Genetalks / gtz

A high performance and compression ratio compressor for genomic data, powered by GTXLab of Genetalks.
Other
171 stars 39 forks source link

weird gtz behavior #2

Closed jchenpku closed 6 years ago

jchenpku commented 7 years ago

I'm trying to compress a fastq file by gtz. However I obtained 3 totally different outcome by just modify the output

The first one was a success! cat DMS_273.2_1.fastq | gtz -o ./G20481.DMS_273.2_1.fastq.gtz Powered by GTXLab of Genetalks. Compressor initializing ... compressing ... id: 375442529 / 3183320019 base: 819648004 / 8518710584 quality: 2158646143 / 8518710584 () source/compressed : 20468858971/3353746175. ratio : 16.385% The cost time of compressing () is 00:06:11 (hh::mm:ss)

Compress finished, the total cost time is 00:06:11 (hh:mm:ss)

real 6m14.742s user 134m18.192s sys 1m8.160s #################### This one caused an immediate error cat DMS_273.2_1.fastq | gtz -o G20481.DMS_273.2_1.fastq.gtz Powered by GTXLab of Genetalks.

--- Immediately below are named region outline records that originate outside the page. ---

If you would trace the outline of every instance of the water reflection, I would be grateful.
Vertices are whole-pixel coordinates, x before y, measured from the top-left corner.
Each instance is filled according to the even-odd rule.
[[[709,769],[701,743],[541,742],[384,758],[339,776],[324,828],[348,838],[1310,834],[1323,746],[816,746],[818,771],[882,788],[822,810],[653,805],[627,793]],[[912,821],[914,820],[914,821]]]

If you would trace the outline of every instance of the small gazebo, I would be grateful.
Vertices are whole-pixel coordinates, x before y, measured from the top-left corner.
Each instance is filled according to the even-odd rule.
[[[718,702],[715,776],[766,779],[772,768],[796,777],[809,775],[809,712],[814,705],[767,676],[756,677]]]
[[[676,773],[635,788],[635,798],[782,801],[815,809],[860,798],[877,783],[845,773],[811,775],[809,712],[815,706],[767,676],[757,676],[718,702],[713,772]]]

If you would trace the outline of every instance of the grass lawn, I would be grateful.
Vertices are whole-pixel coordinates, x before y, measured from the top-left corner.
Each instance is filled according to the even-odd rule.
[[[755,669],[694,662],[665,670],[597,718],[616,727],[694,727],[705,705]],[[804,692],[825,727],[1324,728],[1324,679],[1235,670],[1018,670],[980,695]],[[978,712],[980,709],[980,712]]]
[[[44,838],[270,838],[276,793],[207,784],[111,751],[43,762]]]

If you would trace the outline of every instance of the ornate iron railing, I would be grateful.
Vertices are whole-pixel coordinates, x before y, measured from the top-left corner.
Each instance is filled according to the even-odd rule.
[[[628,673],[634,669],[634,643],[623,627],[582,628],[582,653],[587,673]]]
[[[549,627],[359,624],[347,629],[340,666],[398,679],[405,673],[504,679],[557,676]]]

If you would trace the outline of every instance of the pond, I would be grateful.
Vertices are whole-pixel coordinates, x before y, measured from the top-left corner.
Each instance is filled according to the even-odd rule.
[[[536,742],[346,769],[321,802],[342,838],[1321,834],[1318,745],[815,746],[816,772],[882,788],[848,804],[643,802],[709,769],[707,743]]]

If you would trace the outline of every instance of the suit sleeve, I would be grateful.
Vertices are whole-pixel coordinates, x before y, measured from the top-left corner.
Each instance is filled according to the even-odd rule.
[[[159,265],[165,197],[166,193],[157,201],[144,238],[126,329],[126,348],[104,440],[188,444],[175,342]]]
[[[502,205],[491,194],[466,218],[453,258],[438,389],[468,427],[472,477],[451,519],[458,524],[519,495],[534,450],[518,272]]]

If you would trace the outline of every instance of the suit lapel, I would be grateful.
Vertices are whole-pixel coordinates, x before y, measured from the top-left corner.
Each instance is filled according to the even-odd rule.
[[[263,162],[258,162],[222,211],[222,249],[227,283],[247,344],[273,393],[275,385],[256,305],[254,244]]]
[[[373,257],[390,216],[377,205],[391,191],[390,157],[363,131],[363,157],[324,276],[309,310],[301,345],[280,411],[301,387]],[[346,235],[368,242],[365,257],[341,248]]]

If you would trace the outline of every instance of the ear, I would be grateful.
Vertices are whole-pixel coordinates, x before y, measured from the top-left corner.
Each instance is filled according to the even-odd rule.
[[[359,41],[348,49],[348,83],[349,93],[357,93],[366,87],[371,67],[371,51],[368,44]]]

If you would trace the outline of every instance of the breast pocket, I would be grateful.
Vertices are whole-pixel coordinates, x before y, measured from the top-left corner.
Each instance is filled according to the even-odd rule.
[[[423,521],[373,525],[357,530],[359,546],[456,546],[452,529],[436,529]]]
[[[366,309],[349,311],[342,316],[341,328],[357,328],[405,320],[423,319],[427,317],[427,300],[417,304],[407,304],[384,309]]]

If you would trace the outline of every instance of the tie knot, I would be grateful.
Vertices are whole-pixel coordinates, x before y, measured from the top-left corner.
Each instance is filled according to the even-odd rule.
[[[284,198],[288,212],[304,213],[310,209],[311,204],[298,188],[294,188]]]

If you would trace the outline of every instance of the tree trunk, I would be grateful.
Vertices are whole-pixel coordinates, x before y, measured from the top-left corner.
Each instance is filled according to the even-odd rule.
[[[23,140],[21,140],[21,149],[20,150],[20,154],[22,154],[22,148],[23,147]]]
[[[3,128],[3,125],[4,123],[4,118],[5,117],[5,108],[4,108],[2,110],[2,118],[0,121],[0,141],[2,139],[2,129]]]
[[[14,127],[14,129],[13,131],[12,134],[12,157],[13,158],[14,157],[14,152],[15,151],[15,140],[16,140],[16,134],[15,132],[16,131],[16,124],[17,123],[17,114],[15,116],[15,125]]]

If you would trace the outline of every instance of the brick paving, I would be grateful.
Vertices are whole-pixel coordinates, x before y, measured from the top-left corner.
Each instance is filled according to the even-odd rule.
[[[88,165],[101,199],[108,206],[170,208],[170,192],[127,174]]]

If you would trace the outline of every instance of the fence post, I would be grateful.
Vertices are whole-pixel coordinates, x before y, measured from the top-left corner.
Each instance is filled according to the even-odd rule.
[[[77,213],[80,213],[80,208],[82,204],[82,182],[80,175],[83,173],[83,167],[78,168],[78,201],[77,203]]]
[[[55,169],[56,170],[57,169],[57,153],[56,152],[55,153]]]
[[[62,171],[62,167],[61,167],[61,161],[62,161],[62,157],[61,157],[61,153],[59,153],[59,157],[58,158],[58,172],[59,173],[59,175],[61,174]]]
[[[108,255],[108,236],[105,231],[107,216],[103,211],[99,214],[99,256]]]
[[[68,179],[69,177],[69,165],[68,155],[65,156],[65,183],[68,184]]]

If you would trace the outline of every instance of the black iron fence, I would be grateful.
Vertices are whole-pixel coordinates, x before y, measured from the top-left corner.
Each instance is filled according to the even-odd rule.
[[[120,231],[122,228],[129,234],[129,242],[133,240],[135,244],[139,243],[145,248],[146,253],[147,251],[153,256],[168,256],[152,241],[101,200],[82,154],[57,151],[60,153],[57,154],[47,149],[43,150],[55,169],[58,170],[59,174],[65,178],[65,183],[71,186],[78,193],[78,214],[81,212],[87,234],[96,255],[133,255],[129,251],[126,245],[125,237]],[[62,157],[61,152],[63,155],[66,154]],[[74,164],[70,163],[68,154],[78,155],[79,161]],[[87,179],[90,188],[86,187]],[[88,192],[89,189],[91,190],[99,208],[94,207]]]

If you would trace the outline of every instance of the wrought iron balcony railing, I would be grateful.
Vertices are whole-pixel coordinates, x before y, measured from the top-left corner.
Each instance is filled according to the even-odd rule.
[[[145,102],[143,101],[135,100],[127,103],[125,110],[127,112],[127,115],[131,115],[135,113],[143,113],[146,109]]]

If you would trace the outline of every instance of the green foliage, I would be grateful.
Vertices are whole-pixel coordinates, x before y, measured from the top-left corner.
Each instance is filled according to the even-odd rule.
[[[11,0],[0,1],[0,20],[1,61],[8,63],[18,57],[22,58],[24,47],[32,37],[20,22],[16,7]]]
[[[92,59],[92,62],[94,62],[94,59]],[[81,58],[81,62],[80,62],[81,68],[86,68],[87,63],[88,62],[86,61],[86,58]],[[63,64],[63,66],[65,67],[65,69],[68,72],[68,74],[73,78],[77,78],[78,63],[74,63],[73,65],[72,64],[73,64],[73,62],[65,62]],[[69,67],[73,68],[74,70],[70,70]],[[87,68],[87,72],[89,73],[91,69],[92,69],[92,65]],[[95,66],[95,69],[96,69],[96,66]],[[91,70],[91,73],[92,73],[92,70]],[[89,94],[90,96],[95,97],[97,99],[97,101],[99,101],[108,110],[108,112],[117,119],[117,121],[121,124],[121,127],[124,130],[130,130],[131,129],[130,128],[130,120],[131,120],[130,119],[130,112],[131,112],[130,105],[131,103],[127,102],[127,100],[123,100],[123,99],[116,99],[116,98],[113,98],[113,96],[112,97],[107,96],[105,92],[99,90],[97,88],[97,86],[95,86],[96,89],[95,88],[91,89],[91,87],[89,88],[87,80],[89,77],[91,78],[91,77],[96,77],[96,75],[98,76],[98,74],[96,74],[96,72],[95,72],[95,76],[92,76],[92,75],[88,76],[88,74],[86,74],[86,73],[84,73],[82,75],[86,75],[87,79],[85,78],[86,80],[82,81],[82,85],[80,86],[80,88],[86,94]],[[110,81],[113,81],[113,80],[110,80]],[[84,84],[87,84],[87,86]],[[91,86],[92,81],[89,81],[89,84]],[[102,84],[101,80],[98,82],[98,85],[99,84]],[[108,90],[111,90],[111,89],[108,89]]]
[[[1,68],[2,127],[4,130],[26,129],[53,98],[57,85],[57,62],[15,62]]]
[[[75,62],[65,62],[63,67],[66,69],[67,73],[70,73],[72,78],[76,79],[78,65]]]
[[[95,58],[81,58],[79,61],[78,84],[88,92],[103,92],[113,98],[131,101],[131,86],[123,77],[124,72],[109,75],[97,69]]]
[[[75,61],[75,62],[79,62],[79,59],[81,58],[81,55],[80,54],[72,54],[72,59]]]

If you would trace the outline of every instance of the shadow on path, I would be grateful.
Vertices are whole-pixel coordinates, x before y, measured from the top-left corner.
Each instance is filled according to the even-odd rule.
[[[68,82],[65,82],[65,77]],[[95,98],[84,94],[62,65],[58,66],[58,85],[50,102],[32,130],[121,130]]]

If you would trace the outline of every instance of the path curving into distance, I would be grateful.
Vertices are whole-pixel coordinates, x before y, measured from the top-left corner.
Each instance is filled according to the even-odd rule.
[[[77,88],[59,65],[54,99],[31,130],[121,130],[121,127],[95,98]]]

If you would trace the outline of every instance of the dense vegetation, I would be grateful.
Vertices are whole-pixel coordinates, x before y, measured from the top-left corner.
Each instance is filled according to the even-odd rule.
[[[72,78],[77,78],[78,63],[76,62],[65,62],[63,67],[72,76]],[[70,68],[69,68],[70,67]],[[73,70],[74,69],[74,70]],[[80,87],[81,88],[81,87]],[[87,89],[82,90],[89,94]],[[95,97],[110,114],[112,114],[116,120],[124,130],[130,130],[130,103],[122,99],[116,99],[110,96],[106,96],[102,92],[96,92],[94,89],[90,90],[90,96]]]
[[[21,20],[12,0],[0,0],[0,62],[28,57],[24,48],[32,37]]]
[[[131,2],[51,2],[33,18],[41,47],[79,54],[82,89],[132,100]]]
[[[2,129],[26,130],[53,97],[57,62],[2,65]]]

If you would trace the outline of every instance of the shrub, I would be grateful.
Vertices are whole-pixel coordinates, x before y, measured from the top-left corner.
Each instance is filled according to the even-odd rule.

Compressor initializing ... gtz: line 8: 47524 Segmentation fault (core dumped) $basepath/_gtz $@

real 0m0.198s user 0m0.004s sys 0m0.000s ##################### This one was aborted cat DMS_273.2_1.fastq | gtz -c > G20481.DMS_273.2_1.fastq.gtz Powered by GTXLab of Genetalks. Compressor initializing ... compressing ... id: 375442529 / 3183320019 base: 819648212 / 8518710584 quality: 2158646143 / 8518710584 () source/compressed : 20468858971/3353746396. ratio : 16.385% The cost time of compressing () is 00:07:01 (hh::mm:ss)

Compress finished, the total cost time is 00:07:02 (hh:mm:ss) terminate called without an active exception gtz: line 8: 23992 Aborted (core dumped) $basepath/_gtz $@

real 7m6.006s user 136m5.360s sys 1m6.200s

############# This is the status by pigz: cat DMS_273.2_1.fastq | pigz -p 4 -c > G20481.DMS_273.2_1.fastq.gz

real 6m4.838s user 23m46.496s sys 0m29.420s

############# This is the final file: 3.2G Apr 4 19:55 G20481.DMS_273.2_1.fastq.gtz 5.1G Apr 4 19:36 G20481.DMS_273.2_1.fastq.gz

The compression ratio is very good.

superligen commented 7 years ago

cat DMS_273.2_1.fastq | gtz -c > G20481.DMS_273.2_1.fastq.gtz "-c" can be only used with "-d". In gtz design, '-c' is used to write decompressed data to stdout stream. We will improve the command line parameter check function in the next release.

superligen commented 7 years ago

cat DMS_273.2_1.fastq | gtz -o G20481.DMS_273.2_1.fastq.gtz Powered by GTXLab of Genetalks. Compressor initializing ... gtz: line 8: 47524 Segmentation fault (core dumped) $basepath/_gtz $@

We have found the similar problem in gtz when deal with some quality numbers. Please try to use 0.2.2b version: https://github.com/Genetalks/gtz/archive/0.2.2b_tech_preview.tar.gz

Feel free to tell us whether the problem has been solved.